The Tea Party Congress doesn’t just hate EPA rules that protect against industry destroying our country with greenhouse pollution, mercury, coal ash, and mountaintop removal. By a veto-proof margin, the U.S. House of Representatives voted yesterday to prohibit Clean Water Act limits on pesticide pollution of lakes, streams, and rivers.
Lobbyists for industrial agriculture polluters cheered the 292–130 vote for H.R. 872, which “will amend the Federal Insecticide, Fungicide and Rodenticide Act (FIFRA) and the Clean Water Act to clarify Congressional intent and eliminate the requirement for National Pollutant Discharge Elimination System permits for applications of pesticides approved for use under FIFRA.” The California agribusiness lobby Western Farmers Association praised the “practical, bipartisan example of eliminating government regulations that needlessly increase farm business costs”:
The measure would bar the Environmental Protection Agency from requiring farmers or companies to comply with the Clean Water Act when using pesticides on or near water sources. The bill’s supporters said pesticides are adequately regulated by other laws. The bill passed 292 to 130 on Thursday. The 130 negative votes came from Democrats.
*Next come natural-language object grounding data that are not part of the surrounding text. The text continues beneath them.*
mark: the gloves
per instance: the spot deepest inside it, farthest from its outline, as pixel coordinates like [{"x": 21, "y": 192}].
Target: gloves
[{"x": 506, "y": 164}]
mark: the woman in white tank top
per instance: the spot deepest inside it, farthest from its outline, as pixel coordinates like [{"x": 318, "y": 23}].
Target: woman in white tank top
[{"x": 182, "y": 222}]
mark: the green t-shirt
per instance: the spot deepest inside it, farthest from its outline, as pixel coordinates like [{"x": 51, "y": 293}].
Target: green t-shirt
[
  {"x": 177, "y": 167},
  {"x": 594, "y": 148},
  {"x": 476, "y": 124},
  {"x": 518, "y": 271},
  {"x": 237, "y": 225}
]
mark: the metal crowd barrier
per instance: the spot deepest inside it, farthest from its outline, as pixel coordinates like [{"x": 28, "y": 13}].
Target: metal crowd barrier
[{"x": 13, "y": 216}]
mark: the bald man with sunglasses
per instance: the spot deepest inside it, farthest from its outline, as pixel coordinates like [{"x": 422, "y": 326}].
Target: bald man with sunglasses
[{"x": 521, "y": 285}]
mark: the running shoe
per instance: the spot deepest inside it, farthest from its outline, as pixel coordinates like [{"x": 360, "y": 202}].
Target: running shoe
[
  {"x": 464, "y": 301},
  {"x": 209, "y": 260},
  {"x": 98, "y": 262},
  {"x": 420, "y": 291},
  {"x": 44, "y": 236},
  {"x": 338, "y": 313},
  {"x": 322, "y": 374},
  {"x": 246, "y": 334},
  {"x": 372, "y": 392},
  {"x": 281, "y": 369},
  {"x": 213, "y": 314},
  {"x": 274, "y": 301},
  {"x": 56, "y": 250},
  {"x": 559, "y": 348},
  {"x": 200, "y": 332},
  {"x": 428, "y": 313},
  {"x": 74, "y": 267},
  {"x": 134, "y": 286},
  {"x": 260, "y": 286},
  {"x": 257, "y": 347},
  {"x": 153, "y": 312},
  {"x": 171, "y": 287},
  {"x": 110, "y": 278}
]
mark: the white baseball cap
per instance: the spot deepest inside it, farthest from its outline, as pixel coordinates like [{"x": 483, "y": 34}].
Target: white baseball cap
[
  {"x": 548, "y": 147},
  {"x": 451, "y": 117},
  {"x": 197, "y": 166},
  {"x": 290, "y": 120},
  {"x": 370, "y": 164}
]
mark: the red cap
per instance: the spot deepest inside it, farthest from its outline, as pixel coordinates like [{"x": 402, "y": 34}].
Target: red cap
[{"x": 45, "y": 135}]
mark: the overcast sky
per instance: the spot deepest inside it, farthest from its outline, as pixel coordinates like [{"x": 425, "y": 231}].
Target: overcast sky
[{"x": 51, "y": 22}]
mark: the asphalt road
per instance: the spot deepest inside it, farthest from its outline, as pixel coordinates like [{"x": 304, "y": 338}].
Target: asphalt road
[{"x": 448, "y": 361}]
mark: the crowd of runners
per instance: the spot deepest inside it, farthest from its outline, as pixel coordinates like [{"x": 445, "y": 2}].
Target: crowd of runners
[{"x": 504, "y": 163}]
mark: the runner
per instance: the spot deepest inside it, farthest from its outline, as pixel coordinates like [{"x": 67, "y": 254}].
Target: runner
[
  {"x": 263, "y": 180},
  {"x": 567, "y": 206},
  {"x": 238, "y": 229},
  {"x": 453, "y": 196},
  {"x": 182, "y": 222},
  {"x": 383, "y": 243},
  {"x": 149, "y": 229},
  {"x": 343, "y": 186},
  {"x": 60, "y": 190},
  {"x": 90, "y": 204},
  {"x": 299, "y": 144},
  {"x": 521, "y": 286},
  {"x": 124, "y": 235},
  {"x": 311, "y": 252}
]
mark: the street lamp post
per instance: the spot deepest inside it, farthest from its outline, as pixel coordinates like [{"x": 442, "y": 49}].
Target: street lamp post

Fifty-seven Democrats joined 235 Republicans in supporting the bill, which has yet to see Senate action.
Clean Water rules against pesticide pollution are hardly “needless.” The waters that are home to fish and that feed our drinking water supply are being poisoned. Agribusiness uses hundreds of millions of pounds of FIFRA-approved pesticides like atrazine, metolachlor, cyanazine, alachlor, acetochlor, metribuzin, bentazon, and trifluralin a year. These pesticides, linked to cancer, birth defects and neurological disorders, are found in nearly every single stream in the United States.
Following a 2006 USGS report on the nearly ubiquitous pesticide contamination of our streams, rivers, and the fish that live in them, the EPA under Bush tried to establish a loophole-ridden rule that was thrown out by the courts. The EPA was given until April 9, 2011 to establish new rules, but was granted a delay until October 31 on Tuesday.